T038 + T039: OTEL span instrumentation and per-adapter READMEs#38
T038 + T039: OTEL span instrumentation and per-adapter READMEs#38likith1908 wants to merge 3 commits into
Conversation
anmolg1997
left a comment
There was a problem hiding this comment.
Approved. Clean close-out of WS003 — T038 and T039 both done, and the contract suite's C-OCR-011 placeholder is now a real test.
What I verified
T038 — OTEL instrumentation (iris_engine/ocr/tracing.py)
- Single shared async CM
instrument_extractwrapping all five adapters — the right call. One central module means every adapter emits identically-shaped spans; no per-adapter drift in attribute names. - Span attributes match US6: adapter_id, tenant_id, product_slug, document_id, content_type set up front; total_pages / total_latency_ms / success set after the inner await so they reflect the real outcome (not optimistic pre-values).

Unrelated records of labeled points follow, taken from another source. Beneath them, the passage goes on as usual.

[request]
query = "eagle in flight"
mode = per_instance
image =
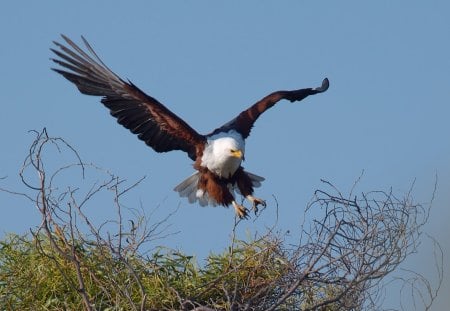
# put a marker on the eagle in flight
(217, 156)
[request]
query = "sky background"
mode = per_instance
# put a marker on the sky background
(386, 112)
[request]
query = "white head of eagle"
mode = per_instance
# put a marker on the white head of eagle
(217, 156)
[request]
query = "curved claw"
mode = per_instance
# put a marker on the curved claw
(240, 210)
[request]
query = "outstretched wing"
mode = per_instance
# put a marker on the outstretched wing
(143, 115)
(244, 122)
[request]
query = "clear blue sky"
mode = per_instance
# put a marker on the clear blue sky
(386, 111)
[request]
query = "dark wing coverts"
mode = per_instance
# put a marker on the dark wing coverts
(244, 122)
(143, 115)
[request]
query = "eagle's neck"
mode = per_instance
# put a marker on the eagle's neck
(217, 153)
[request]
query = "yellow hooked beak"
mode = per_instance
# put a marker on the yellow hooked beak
(237, 154)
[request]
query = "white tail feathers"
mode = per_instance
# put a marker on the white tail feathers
(188, 189)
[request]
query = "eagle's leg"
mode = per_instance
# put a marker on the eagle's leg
(255, 202)
(240, 210)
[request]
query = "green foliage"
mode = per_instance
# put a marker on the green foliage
(33, 276)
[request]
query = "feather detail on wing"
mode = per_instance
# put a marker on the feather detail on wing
(244, 122)
(142, 114)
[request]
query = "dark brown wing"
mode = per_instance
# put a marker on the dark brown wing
(243, 123)
(143, 115)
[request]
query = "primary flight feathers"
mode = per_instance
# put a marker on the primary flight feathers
(217, 155)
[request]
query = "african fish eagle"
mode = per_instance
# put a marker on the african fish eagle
(217, 156)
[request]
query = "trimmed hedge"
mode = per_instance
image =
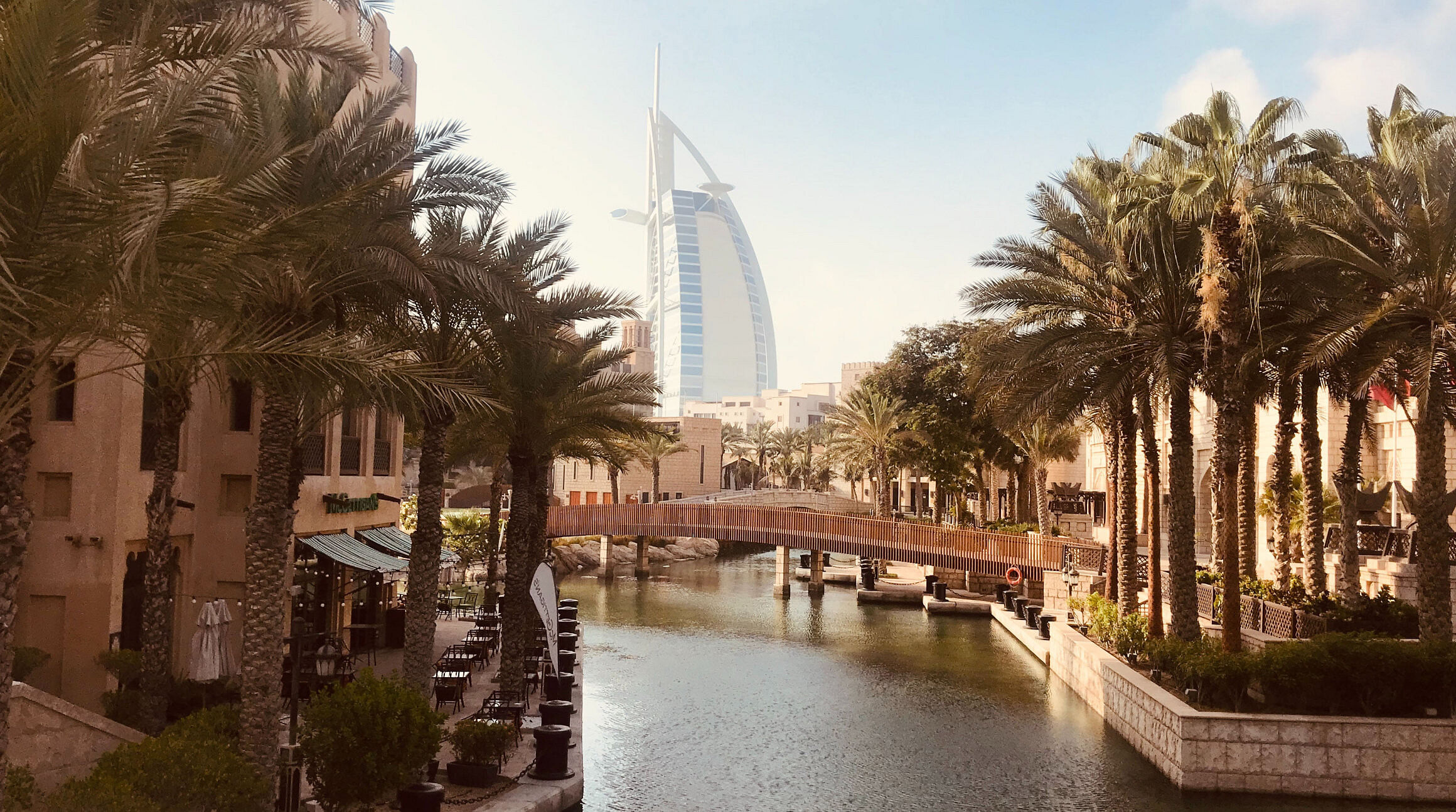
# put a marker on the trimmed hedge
(1356, 674)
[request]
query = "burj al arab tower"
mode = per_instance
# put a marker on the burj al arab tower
(712, 332)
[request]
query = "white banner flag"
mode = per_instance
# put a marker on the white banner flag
(543, 592)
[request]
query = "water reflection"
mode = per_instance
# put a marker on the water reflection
(704, 692)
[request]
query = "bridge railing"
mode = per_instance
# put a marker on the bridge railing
(975, 550)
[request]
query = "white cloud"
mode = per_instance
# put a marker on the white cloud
(1349, 83)
(1277, 12)
(1226, 69)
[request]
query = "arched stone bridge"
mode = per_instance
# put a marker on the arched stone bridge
(973, 550)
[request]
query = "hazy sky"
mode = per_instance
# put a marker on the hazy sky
(877, 147)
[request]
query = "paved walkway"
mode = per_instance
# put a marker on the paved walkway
(483, 681)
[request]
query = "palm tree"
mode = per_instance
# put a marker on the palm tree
(558, 395)
(871, 422)
(1229, 179)
(333, 247)
(761, 441)
(99, 114)
(1044, 444)
(1391, 233)
(651, 450)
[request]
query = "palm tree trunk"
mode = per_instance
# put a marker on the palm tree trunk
(265, 565)
(1043, 510)
(1127, 505)
(15, 521)
(1111, 447)
(424, 552)
(493, 527)
(1347, 485)
(881, 486)
(1155, 489)
(1282, 482)
(1309, 452)
(1432, 507)
(1182, 591)
(1228, 441)
(156, 604)
(525, 549)
(1248, 498)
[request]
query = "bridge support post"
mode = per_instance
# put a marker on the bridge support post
(816, 572)
(783, 572)
(641, 571)
(608, 569)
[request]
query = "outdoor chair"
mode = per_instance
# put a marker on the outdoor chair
(449, 692)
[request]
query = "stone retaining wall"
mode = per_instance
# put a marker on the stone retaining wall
(57, 740)
(1324, 756)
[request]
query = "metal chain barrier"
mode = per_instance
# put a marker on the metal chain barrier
(493, 792)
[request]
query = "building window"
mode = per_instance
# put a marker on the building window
(238, 494)
(239, 405)
(151, 431)
(56, 495)
(350, 443)
(63, 395)
(383, 443)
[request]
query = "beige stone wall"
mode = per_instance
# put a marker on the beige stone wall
(1324, 756)
(70, 594)
(57, 740)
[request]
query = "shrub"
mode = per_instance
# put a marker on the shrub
(1295, 676)
(19, 788)
(26, 660)
(99, 795)
(194, 764)
(483, 742)
(1129, 636)
(367, 738)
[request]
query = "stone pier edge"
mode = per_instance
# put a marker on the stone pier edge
(1388, 759)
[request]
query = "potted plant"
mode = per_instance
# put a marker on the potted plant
(479, 749)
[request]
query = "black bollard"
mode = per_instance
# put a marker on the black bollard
(557, 712)
(421, 798)
(551, 753)
(1046, 625)
(558, 686)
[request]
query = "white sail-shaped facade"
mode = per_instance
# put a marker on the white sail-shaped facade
(712, 329)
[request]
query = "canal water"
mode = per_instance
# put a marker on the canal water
(704, 692)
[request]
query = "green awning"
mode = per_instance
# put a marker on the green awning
(398, 543)
(350, 552)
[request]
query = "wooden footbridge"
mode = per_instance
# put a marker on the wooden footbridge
(973, 550)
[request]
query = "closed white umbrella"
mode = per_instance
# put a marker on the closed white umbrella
(226, 663)
(206, 665)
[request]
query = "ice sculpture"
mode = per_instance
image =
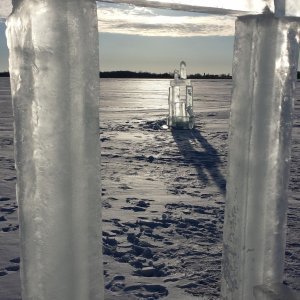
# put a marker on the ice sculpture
(55, 88)
(181, 100)
(264, 74)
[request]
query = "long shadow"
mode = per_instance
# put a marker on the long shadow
(204, 161)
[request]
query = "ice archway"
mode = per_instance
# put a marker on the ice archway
(54, 77)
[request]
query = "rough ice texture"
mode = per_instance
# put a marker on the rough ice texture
(289, 8)
(54, 78)
(206, 6)
(5, 8)
(264, 75)
(274, 292)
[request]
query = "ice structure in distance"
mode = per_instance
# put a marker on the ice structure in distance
(234, 7)
(181, 100)
(264, 78)
(55, 88)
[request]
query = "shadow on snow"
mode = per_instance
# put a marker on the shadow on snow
(205, 161)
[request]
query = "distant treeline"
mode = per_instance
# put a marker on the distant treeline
(130, 74)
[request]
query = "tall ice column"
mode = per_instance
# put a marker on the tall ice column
(264, 75)
(55, 87)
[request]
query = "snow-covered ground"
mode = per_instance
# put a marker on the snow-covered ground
(163, 193)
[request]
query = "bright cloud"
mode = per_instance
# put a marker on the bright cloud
(5, 8)
(143, 21)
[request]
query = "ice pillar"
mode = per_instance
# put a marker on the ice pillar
(55, 87)
(264, 75)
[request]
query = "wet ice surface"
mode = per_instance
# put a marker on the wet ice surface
(162, 191)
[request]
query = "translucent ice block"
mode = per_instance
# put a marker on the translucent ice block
(55, 88)
(206, 6)
(264, 74)
(5, 8)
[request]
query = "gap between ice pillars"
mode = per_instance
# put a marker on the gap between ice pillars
(54, 79)
(55, 88)
(264, 77)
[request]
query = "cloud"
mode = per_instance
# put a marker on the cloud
(5, 8)
(146, 22)
(128, 19)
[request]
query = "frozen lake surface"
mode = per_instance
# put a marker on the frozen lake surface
(163, 193)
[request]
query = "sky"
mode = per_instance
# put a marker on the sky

- Error path is thorough: typed
OCRError→ocr.success=False+ocr.error_category=<ExceptionName>+record_exception+StatusCode.ERROR+ a structured warning log. A separateexcept Exceptioncatches the unexpected case witherror_category="UnexpectedError". Both re-raise — instrumentation never swallows. opentelemetry-apias an iris-engine dep,opentelemetry-sdkin root dev only (test exporter). Correct split — the SDK/exporter is a test/runtime-wiring concern, the API is what library code codes against.tests/contract/conftest.pywires anInMemorySpanExporteronce and thespan_exporterfixture clears per test. C-OCR-011 is now a real parametrised assertion across all 5 adapters: span name, tenant_id, adapter_id, document_id, success=True. The skip is gone.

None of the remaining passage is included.